LONDON (Reuters) - A military strike by Russia against Islamist militants in its North Caucasus region is much more likely this year than last and would threaten the lives of scores of civilians, a report showed on Tuesday.

Violence has escalated in the past year in Russia's mainly Muslim provinces of Chechnya, Dagestan and Ingushetia, and suicide attacks that killed 40 on the Moscow metro last month turned the global spotlight on the long-running conflict.

Prime Minister Vladimir Putin has said the culprits behind the bombings must be scraped "from the bottom of the sewers."

Minority Rights Group International (MRG) said in a report: "The combination of circumstances is dangerously close to those that prevailed in 1999 before the start of the second Chechen war, which caused the deaths of at least 25,000 civilians."

The report forms part of its annual index of countries where civilians are most at risk of genocide, mass killings or violent repression.

In those three turbulent regions of Russia, at least 862 people were killed last year in clashes, bombings and gun battles, according to internet news agency Caucasian Knot.

Russia has jumped up seven places to rank 16th in the 2010 index of 70 countries, calculated on the basis of 10 indicators such as measures of conflict, governance and economic risk.

"There is a significant danger that we will see an escalation of the conflict in the North Caucasus and, unless the Russian armed forces employ very different means and approach to those employed in the second Chechen war, we will see mass deaths of civilians.

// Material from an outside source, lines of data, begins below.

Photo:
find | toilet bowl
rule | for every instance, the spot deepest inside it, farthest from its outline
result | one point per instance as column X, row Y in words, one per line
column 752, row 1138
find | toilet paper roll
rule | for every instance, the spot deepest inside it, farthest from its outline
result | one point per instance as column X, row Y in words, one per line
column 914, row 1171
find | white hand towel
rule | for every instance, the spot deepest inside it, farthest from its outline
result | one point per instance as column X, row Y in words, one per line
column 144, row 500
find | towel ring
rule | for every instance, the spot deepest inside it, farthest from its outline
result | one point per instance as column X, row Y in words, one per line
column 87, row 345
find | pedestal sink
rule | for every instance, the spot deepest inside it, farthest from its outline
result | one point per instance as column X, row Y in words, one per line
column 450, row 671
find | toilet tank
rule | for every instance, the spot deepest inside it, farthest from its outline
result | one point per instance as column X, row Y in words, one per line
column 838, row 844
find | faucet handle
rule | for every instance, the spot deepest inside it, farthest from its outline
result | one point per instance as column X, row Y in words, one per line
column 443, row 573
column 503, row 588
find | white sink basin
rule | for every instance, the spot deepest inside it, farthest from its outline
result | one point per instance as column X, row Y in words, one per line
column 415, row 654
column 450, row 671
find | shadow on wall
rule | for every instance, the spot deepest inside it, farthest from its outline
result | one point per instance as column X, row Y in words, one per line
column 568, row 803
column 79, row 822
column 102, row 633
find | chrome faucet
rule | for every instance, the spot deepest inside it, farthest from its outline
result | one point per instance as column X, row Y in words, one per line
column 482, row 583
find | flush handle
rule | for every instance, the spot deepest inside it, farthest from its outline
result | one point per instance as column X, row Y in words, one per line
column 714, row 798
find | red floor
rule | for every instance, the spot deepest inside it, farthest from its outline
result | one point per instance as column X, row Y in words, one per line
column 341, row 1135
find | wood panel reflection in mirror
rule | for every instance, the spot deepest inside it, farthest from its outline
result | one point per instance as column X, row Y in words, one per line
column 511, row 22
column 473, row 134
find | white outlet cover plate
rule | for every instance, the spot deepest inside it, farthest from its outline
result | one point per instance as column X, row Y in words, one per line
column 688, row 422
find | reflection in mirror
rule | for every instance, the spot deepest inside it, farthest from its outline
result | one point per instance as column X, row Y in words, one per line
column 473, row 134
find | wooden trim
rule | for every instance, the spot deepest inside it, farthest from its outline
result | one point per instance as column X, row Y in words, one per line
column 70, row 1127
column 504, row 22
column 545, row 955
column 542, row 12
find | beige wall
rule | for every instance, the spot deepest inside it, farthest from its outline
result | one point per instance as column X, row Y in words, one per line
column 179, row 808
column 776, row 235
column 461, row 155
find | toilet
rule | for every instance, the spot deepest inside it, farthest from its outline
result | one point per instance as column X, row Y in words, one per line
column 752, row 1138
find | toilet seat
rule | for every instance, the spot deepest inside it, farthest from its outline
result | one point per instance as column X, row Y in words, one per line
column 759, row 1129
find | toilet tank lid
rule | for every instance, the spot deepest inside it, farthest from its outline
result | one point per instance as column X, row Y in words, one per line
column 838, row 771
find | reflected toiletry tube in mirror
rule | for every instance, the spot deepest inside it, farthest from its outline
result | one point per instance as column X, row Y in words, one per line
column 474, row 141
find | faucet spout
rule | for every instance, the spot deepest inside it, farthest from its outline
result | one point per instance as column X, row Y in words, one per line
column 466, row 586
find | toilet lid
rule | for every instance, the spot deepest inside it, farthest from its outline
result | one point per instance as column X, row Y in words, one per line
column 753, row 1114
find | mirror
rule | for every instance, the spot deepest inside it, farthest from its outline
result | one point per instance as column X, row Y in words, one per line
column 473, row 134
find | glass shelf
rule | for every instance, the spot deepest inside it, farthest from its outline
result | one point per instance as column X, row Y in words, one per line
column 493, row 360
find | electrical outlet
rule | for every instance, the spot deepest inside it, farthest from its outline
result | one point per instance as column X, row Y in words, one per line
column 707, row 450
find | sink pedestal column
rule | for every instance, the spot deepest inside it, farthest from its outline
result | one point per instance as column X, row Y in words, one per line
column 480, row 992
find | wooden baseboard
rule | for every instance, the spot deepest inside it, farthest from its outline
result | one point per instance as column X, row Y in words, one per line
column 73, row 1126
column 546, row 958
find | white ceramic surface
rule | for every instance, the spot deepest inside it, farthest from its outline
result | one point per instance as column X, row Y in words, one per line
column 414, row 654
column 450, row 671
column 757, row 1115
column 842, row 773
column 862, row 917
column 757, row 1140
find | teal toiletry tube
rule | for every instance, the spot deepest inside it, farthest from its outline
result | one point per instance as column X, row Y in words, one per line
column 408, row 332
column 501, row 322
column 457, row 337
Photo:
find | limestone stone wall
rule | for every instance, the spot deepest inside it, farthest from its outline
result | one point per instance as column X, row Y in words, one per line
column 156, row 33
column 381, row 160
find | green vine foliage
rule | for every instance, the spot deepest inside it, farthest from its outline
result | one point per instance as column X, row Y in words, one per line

That is the fear," MRG Executive Director Mark Lattimer told Reuters.

Rights groups accused Russian troops of using indiscriminate force in Chechnya in the second campaign, launched by the Kremlin in 1999 to seize control from separatists who had forced out Russian forces in a war in the mid-1990s.

The Islamist militants say they want a sharia-based, pan-Caucasus state independent of Russia, a struggle whose foundations were laid over 250 years ago.

RISK HIGHER IN YEMEN

Danger to civilians has also increased in Yemen, which went up five places to rank 20th in the MRG index.

"The Yemeni government called on the West for more help to fight al Qaeda at the end of the year (2009), although its greater security concerns stem from the conflict with al Houthi rebels in the north, a group pushing for autonomy for the Zaydi Shia community," said the report, now in its fifth year.

It singled out the minority belonging to the Zaydi school of Shi'ite Islam as the group most at risk of violence in the impoverished Arab country.

Yemen's government agreed a truce with the rebels in February to halt the continual outbreaks of war since 2004 that have displaced 250,000 people.

The ceasefire has largely held but unrest has risen in recent weeks. Previous truces have not lasted and analysts are skeptical whether this one will either, so long as Shi'ite complaints of discrimination by the state remain unaddressed.

Somalia, Sudan and Iraq in that order topped the 2010 MRG index, unchanged from last year bar Sudan's overtaking of Iraq. They were followed by Afghanistan, Myanmar, Pakistan, Democratic Republic of Congo, Ethiopia, Nigeria and Chad in the top ten.

The index measures danger to civilians but "it is unfortunately a feature of mass killing around the world that very, very often it is targeted at minorities or specific ethnic or religious groups," Lattimer said.